Gomez thinks that it'll take a bit more time to see these products on shelves than the medicines.
Fresh foods, like fruits and vegetables, don't store long and often come from far off locations. Whether we'll see, say, pineapples disappear from our stores, depends on whether coronavirus takes a bite out of that part of the supply chain.
Dried foods like beans and rice are a bit different, as they store for a while. They're also able to keep through multiple seasons, which means that there's inventory already out in the world, waiting to be distributed.
There are a ton of food manufacturers, so hopefully that supply chain will pick up to meet grocer demand.
"Grocers continue to monitor product availability up and down the supply chain," said the Grocers Association in a statement. "During these anxious times, it's important our communities remember we are all in this together -- customer and employee safety is paramount to ensure Californians can access the products they need.

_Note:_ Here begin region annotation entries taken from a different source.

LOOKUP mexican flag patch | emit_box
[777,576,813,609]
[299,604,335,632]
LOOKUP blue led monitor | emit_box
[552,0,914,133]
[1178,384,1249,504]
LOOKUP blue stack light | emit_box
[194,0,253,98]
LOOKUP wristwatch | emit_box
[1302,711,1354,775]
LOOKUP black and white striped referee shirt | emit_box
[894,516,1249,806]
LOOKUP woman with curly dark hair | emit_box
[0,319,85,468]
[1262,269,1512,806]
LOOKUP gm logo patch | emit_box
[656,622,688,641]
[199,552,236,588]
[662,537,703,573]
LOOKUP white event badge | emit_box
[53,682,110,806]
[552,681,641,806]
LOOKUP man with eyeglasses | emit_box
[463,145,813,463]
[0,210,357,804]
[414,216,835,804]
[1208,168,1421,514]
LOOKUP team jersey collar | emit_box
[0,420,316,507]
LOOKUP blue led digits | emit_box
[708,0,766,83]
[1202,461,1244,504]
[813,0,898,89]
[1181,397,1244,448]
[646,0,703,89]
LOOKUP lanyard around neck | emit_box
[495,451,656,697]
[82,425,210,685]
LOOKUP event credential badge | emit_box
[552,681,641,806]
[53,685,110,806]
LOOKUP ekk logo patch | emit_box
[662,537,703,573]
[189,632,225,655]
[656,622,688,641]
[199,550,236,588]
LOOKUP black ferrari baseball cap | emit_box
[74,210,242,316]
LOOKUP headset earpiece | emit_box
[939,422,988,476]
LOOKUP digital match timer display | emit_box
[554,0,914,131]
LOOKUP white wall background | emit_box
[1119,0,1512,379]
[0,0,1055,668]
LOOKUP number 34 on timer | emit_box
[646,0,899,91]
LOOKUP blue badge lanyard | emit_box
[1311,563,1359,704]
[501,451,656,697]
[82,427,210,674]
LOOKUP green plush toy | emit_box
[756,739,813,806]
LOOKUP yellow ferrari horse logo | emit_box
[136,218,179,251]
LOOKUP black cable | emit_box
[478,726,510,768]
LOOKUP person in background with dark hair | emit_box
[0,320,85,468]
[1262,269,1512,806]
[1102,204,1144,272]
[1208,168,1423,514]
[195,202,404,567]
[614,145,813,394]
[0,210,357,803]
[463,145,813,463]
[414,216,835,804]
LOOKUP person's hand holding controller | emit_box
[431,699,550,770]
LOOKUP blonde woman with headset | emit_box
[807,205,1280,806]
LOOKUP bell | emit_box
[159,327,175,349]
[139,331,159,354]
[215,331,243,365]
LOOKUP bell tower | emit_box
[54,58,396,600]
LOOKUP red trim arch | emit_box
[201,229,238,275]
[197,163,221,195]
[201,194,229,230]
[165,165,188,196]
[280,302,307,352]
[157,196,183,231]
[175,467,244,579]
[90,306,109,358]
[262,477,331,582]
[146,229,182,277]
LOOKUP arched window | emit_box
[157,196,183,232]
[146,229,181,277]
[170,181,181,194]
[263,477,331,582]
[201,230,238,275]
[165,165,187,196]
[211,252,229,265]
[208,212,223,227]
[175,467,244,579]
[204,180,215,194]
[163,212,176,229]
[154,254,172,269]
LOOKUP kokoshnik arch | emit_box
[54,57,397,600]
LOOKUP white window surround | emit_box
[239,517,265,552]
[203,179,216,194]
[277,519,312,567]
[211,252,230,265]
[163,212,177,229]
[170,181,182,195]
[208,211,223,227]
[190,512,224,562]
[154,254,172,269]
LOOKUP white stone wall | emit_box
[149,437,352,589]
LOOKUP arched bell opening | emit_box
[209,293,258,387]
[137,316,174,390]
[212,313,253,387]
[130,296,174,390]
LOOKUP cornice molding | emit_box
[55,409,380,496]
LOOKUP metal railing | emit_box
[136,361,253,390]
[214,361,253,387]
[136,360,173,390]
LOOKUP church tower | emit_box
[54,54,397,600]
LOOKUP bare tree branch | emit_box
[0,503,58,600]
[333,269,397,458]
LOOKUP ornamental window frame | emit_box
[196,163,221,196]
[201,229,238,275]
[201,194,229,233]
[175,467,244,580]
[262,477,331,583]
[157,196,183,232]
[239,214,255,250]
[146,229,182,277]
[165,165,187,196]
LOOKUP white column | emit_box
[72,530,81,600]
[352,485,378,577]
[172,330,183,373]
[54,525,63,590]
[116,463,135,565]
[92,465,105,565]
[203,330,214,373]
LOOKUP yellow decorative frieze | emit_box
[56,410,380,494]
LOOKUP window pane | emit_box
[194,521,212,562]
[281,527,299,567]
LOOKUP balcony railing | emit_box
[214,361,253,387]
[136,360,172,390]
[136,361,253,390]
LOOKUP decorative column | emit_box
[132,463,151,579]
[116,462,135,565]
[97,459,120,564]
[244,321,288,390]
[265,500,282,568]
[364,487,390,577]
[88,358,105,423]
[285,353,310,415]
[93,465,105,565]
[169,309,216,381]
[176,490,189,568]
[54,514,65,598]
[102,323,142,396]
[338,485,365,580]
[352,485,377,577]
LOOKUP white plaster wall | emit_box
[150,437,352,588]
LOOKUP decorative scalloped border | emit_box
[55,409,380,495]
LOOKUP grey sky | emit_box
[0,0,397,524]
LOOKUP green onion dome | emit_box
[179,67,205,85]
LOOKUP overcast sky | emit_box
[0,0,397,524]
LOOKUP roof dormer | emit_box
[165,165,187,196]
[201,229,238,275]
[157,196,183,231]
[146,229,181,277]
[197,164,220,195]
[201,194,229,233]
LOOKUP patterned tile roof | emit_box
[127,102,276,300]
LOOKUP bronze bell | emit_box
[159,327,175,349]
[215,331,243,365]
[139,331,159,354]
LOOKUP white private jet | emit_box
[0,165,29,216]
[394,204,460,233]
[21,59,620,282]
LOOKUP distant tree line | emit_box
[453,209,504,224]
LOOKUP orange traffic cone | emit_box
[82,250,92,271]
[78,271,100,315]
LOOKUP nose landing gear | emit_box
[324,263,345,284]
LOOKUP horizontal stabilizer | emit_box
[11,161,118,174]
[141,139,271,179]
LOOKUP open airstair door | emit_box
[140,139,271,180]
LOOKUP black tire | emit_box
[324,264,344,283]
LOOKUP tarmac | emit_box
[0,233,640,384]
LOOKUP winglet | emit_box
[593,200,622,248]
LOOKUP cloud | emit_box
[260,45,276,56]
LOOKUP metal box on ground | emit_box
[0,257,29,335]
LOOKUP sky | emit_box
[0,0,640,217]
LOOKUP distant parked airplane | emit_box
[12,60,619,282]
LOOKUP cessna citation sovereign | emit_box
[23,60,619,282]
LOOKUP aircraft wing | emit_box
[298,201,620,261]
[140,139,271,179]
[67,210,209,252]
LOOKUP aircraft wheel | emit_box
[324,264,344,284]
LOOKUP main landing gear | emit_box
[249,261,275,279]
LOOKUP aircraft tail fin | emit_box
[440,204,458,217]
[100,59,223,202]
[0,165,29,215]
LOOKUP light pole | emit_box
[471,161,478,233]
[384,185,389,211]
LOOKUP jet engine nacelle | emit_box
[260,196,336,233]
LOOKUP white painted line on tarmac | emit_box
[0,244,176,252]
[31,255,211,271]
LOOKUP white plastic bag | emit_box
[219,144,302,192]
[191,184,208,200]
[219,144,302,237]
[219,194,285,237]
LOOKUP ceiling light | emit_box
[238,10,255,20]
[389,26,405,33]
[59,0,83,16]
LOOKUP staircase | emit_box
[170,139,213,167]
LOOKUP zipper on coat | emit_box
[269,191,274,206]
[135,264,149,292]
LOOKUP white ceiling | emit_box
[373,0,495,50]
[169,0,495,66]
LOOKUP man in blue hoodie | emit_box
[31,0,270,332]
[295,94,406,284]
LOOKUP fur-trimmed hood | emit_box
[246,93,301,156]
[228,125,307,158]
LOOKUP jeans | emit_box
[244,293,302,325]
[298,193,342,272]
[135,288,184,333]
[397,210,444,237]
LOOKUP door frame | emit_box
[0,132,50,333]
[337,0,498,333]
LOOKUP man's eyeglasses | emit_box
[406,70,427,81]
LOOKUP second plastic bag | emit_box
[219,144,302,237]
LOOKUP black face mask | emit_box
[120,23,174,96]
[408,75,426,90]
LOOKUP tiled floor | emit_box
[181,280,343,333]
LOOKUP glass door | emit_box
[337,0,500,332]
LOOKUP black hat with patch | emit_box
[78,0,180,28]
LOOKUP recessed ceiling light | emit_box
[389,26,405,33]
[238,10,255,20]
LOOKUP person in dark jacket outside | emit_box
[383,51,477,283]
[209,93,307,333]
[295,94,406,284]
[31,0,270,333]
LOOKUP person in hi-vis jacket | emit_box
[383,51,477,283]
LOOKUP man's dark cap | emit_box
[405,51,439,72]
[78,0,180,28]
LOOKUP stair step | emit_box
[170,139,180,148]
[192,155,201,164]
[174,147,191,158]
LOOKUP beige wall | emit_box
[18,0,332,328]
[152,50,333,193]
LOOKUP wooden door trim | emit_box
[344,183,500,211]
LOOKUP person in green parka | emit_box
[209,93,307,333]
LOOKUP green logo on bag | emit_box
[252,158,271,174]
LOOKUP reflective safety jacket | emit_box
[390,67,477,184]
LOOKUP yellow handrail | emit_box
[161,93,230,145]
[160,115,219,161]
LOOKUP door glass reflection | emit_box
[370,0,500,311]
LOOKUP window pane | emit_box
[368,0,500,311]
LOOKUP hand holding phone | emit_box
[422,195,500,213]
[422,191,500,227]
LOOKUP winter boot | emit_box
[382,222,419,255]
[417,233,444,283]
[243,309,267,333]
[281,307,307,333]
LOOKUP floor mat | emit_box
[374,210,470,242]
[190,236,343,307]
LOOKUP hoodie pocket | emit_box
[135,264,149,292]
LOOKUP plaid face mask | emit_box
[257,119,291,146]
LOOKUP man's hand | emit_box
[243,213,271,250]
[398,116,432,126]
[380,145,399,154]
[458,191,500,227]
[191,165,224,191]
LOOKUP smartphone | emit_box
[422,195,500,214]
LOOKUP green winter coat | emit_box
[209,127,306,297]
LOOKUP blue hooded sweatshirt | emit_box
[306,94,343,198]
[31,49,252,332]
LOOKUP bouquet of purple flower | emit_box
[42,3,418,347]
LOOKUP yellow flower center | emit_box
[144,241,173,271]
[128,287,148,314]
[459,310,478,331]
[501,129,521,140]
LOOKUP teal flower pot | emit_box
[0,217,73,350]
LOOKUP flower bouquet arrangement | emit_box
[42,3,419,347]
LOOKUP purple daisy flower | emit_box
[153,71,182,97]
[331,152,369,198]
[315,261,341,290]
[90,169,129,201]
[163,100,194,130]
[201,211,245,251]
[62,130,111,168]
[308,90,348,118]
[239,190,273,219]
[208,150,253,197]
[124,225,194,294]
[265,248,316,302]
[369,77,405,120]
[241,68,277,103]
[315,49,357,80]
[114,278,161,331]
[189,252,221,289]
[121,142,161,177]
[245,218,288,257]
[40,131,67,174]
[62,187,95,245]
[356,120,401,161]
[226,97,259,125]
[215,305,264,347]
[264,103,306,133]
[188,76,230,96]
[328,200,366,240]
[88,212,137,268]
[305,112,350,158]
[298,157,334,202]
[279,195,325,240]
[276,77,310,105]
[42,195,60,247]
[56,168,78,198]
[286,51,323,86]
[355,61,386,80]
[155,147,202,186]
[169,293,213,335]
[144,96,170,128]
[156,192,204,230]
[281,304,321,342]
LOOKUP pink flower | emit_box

Let us know if there's one particular item you can't get a hold of. We'd love to look into it.
In a time when we all need to be supporting one another, those who didn't get around to or were unable to stock up -- possibly for monetary reasons -- could be left scrounging the aisles for any remaining bottle of cough medicine or bag of rice for some time while supplies replenish.
"What I've been telling people is, really, the answer is you've got to ration this," said Shih. "When people go out and come into the store and try to buy what is obviously a two year supply, it's like, show a little consideration for your neighbors. Because you're not going to use that all in the next two months. Leave that for some other people."